En faisant de la classe de 6e un cycle commun avec les deux années de CM (cycle 3), la dernière loi d’orientation (2013) a pourtant reconnu officiellement, mais sans en tirer toutes les conséquences, la difficulté pour beaucoup d’enfants de 11 ans, de s’adapter à un type d’enseignement qui n’a jamais été conçu pour eux, fondé sur le cloisonnement des disciplines, matérialisées par des programmes rigides et autoritaires, et à la multiplicité des enseignants : une matière, un professeur, une classe, une heure de cours. Cette rupture brutale entre école et collège, loin de répondre à une quelconque nécessité, résulte en réalité de l’histoire du système éducatif : pendant longtemps coexistaient deux ordres d’enseignement : le primaire, chargé de délivrer aux enfants des milieux populaires les rudiments dont ils avaient besoin durant leur vie active qui commençait vers 13 ou 14 ans ; le secondaire, au contenu étroitement disciplinaire délivré par des enseignants formés par l’Université, réservé aux futures élites toutes issues des milieux privilégiés. Quand la république se donnait bonne conscience à peu de frais sur ses prétendues valeurs, l’école de la république s’accommodait en réalité fort bien de toutes les inégalités, de toutes les injustices.

L’allongement de la scolarité obligatoire (de 14 à 16 ans), la généralisation des études secondaires à tous, la mise en place du collège unique (1975) ont certes changé la donne, mais les structures bien plus que les pratiques, en particulier parce que les enseignants du secondaire, formés dans une logique disciplinaire, ont continué à délivrer des savoirs académiques peu adaptés à leur nouveau public et dont la légitimité est plus que discutable. En réalité, la question n’est pas de savoir à quel âge les élèves doivent rentrer en 6e mais plutôt de se demander à quelle logique éducative correspond le découpage institutionnel entre école et collège : le principe du collège unique, c’est-à-dire pour tous, prenant la suite d’une école également pour tous, n’impliquait-il pas la fusion des deux étages d’enseignement dans un module unique permettant à chacun d’avancer à son rythme sans être confronté au passage périlleux vers des études secondaires dont la pertinence n’est jamais interrogée ?

Bien des enseignants, pas tous, mais aussi des parents, peut-être davantage concernés que les premiers par une sorte de sacralisation des études secondaires, voient dans le rapprochement école - collège comme une remise en cause des disciplines scolaires et un abaissement des exigences, pour reprendre une formule consacrée, alors que ce ne sont pas tant les savoirs qui sont en cause que la capacité à les faire passer et à leur donner du sens aux yeux des élèves. En jeu : un changement de paradigme qui passe par un décloisonnement des connaissances, artificiellement définies par un cursus universitaire, souvent hérité du passé,  sans rapport avec les nécessités de formation exigées par le monde d’aujourd’hui.

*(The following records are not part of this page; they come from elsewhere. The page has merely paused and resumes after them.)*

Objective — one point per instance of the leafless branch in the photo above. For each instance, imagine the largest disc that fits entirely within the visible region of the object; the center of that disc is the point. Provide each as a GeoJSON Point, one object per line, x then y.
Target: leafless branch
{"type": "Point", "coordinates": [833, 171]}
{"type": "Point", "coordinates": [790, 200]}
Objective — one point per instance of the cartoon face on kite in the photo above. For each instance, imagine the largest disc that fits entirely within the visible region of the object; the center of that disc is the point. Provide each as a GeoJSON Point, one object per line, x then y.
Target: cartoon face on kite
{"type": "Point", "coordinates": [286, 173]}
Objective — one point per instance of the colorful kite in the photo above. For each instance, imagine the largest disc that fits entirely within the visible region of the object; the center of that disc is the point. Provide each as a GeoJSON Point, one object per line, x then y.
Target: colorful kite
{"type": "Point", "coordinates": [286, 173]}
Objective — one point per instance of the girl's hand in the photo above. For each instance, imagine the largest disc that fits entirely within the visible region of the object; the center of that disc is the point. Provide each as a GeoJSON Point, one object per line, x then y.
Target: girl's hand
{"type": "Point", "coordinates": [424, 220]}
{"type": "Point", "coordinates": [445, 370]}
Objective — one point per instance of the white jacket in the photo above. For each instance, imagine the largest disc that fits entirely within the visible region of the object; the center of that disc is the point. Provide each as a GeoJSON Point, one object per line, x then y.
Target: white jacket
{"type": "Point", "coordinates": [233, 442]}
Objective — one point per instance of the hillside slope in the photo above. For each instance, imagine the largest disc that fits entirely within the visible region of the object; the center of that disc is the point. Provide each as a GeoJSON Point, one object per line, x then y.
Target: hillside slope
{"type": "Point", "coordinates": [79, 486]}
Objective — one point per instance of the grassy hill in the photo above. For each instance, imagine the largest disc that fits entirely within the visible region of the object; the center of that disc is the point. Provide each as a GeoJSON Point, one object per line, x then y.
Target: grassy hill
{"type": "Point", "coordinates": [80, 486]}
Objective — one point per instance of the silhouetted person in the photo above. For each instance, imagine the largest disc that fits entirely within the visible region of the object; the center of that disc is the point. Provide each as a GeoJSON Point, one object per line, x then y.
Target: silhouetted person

Reste que les résultats de cette réforme a minima demeurent largement tributaires de son calendrier d’application : c’est à la rentrée 2016 que le « nouveau » collège devrait voir le jour… à quelques mois d’une échéance politique majeure qui ne rend guère optimiste. Dans le domaine éducatif également, on risque de payer très cher la pusillanimité de ce gouvernement.